# Get Synsets

Code to link Wikipedia pages for mammal species to WordNet synsets using the [BabelNet](https://babelnet.org/) API. This code helps with the analyses in Appendix D of "Quantifying Bias in Hierarchical Category Systems". BabelNet  v5.3 was accessed from November 26th - November 29th, 2023 for use in this paper.

Mammal Wikipedia IDs ("mammal_wiki_ids.txt") were generated by scraping the Wikipedia page IDs for mammal species from various mammal lists on Wikipedia. The pages are listed below:

- https://en.wikipedia.org/wiki/List_of_placental_mammals
- https://en.wikipedia.org/wiki/List_of_rodents
- https://en.wikipedia.org/wiki/List_of_primates 
- https://en.wikipedia.org/wiki/List_of_lagomorphs 
- https://en.wikipedia.org/wiki/List_of_bats 
- https://en.wikipedia.org/wiki/List_of_carnivorans 
- https://en.wikipedia.org/wiki/List_of_artiodactyls 
- https://en.wikipedia.org/wiki/List_of_monotremes_and_marsupials

Domestic Wikipedia IDs ("domestic_wiki_ids.txt") were generated by manually selecting the Wikipedia page IDs of mammals from the Domesticated Animals table on the following page: https://en.wikipedia.org/wiki/List_of_domesticated_animals. These Wikipedia pages are subject to change. All analyses used in the paper are based on when they were originally scraped on November 26th, 2023.
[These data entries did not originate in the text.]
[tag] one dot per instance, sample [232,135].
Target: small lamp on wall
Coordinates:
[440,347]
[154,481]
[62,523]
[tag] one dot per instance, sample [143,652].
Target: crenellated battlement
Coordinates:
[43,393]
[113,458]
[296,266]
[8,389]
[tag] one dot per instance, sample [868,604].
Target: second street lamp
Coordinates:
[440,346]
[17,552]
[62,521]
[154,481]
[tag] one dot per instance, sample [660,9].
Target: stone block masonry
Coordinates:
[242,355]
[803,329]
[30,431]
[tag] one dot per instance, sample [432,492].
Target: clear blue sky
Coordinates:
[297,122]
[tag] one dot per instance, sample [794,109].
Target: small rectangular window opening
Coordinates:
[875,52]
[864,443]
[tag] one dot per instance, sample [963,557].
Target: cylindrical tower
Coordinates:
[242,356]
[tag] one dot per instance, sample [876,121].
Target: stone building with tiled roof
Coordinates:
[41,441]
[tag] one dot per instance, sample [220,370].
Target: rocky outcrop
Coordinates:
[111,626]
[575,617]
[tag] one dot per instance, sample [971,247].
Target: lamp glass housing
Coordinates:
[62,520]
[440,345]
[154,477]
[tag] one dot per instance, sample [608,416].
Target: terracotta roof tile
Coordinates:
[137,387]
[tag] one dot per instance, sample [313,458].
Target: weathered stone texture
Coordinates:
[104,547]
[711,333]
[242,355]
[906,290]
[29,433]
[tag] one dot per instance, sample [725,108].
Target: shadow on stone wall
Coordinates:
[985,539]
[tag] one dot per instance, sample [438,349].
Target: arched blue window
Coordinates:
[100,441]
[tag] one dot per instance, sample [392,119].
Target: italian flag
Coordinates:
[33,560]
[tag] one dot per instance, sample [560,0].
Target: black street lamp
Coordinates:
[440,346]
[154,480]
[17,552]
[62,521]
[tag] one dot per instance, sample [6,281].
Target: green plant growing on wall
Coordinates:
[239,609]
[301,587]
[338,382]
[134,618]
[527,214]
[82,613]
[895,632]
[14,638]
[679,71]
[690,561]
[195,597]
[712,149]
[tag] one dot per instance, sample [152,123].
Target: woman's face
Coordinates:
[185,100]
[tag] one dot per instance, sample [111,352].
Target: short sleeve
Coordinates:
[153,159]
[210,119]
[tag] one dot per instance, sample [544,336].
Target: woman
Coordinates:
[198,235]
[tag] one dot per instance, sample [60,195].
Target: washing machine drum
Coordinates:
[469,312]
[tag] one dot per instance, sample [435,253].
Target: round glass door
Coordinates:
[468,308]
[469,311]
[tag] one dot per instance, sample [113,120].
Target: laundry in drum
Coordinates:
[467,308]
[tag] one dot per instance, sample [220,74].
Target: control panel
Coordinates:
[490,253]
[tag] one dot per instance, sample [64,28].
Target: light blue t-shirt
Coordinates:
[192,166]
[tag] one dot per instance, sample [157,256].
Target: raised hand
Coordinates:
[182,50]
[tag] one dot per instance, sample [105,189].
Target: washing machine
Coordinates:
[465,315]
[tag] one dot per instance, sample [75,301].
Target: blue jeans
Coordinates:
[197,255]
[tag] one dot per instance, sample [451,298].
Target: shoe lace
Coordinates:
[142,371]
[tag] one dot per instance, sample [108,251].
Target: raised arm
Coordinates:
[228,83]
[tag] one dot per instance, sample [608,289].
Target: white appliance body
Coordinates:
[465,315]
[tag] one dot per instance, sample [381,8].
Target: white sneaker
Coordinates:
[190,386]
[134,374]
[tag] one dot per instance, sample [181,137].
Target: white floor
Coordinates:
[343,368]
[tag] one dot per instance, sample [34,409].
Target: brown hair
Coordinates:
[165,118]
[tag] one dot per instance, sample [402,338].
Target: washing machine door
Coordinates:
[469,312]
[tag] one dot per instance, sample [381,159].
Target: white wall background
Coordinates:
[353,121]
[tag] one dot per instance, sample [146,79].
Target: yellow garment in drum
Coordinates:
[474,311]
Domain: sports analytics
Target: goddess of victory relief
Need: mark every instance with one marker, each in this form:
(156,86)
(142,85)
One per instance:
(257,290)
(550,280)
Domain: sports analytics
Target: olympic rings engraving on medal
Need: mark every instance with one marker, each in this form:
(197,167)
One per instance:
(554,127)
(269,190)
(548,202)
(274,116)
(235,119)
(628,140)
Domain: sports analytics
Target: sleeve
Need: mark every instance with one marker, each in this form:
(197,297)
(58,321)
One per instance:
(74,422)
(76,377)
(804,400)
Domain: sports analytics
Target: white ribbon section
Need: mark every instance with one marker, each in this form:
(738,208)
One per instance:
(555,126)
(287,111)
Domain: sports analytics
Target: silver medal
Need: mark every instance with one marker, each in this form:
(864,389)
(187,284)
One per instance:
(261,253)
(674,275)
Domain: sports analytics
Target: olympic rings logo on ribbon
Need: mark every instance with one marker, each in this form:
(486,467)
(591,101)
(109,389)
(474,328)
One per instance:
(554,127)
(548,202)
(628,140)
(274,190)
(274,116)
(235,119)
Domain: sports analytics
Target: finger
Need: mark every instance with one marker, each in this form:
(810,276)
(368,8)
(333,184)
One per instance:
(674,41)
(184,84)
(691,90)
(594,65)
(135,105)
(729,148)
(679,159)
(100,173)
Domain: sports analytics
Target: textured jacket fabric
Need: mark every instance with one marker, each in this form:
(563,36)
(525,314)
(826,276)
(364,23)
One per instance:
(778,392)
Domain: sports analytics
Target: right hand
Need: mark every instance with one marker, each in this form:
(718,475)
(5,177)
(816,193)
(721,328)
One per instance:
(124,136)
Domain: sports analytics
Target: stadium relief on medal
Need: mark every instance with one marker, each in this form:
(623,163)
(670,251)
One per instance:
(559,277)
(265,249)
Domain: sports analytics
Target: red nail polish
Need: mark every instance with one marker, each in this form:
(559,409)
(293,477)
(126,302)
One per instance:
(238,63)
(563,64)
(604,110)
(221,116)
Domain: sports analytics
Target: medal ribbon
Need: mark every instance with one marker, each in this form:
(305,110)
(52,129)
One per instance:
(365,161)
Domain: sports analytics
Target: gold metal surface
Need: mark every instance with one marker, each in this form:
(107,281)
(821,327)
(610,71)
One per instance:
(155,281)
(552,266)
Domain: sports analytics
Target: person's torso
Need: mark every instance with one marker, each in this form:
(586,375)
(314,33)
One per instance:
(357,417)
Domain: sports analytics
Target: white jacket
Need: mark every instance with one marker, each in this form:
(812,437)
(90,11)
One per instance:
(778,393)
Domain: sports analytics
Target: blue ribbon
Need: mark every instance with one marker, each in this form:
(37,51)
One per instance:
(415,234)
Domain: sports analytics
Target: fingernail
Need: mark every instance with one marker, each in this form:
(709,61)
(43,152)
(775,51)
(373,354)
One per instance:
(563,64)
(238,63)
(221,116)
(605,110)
Instructions for obtaining a BabelNet API key are found here: https://babelnet.org/guide.
Due to API request limits, this code may have to be run in chunks over multiple days. The current place in the list of Wikipedia IDs is saved to "current_idx.txt" and parsed wordnet synsets are saved to either "wild_nodes.txt" or "domestic_nodes.txt".


## Imports

In [8]:
from nltk.corpus import wordnet as wn
import requests

## Functions

In [10]:
BAD_IDS = []

'''
Find wikipedia pages in BabelNet and extract their corresponding
WordNet synset if one exists.
'''
def get_synsets(wiki_ids, key):
    not_in_wordnet = []
    synsets = []
    count = 0 # place in list
    records_process = 0 # how many records were actually processed
    flag = True
    if key == '':
        print('No BabelNet API key')
        return None, count, False
    for wiki_id in wiki_ids:
        url1 = f'https://babelnet.io/v8/getSynsetIdsFromResourceID?id={wiki_id}&searchLang=EN&pos=NOUN&source=WIKI&key={key}'
        response = requests.get(url1)
        # If the API request limit is reached
        if response.status_code != 200:
            print(response.status_code)
            print(response.json())
            flag = False
            break
        # If the API request limit is reached
        babel = response.json()
        if len(babel) == 0:
            url1 = f'https://babelnet.io/v8/getSynsetIdsFromResourceID?id={wiki_id.lower()}&searchLang=EN&pos=NOUN&source=WIKI&key={key}'
            response = requests.get(url1)
            if response.status_code != 200:
                print(response.status_code)
                print(response.json())
                flag = False
                break
            # If the wiki ID does not link to an entry in BabelNet
            babel = response.json()
            if len(babel) == 0:
                print(f'ERROR: problem with wiki ID {wiki_id}')
                BAD_IDS.append(wiki_id)
                count += 1
                continue
        babel_id = babel[0]['id']
        url2 = f'https://babelnet.io/v8/getSynset?id={babel_id}&key={key}'
        response = requests.get(url2)
        # If the API request limit is reached
        if response.status_code != 200:
            print(response.status_code)
            print(response.json())
            flag = False
            break
        senses = response.json()['senses']
        synset_data = [data for data in senses if data['type'] == 'WordNetSense']
        # If the BabelNet entry is not linked to a WordNet synset
        if len(synset_data) == 0:
            not_in_wordnet.append(wiki_id)
        else: 
            # Extract WordNet synset
            offset = synset_data[0]['properties']['wordNetOffset']
            synsets.append(wn.of2ss(offset))
        records_process += 1
        count += 1
        if records_process%10 == 2:
            print(f'{records_process} records processed')
    print(f'{records_process} records processed')
    return synsets, count, flag

## Load IDs

In [11]:
with open('mammal_wiki_ids.txt', 'r') as f:
    mammalWiki = f.read().splitlines()

with open('domestic_wiki_ids.txt', 'r') as f:
    domesticWiki = f.read().splitlines()

print(f'There are {len(mammalWiki)} mammal wikipedia IDs and {len(domesticWiki)} domestic.')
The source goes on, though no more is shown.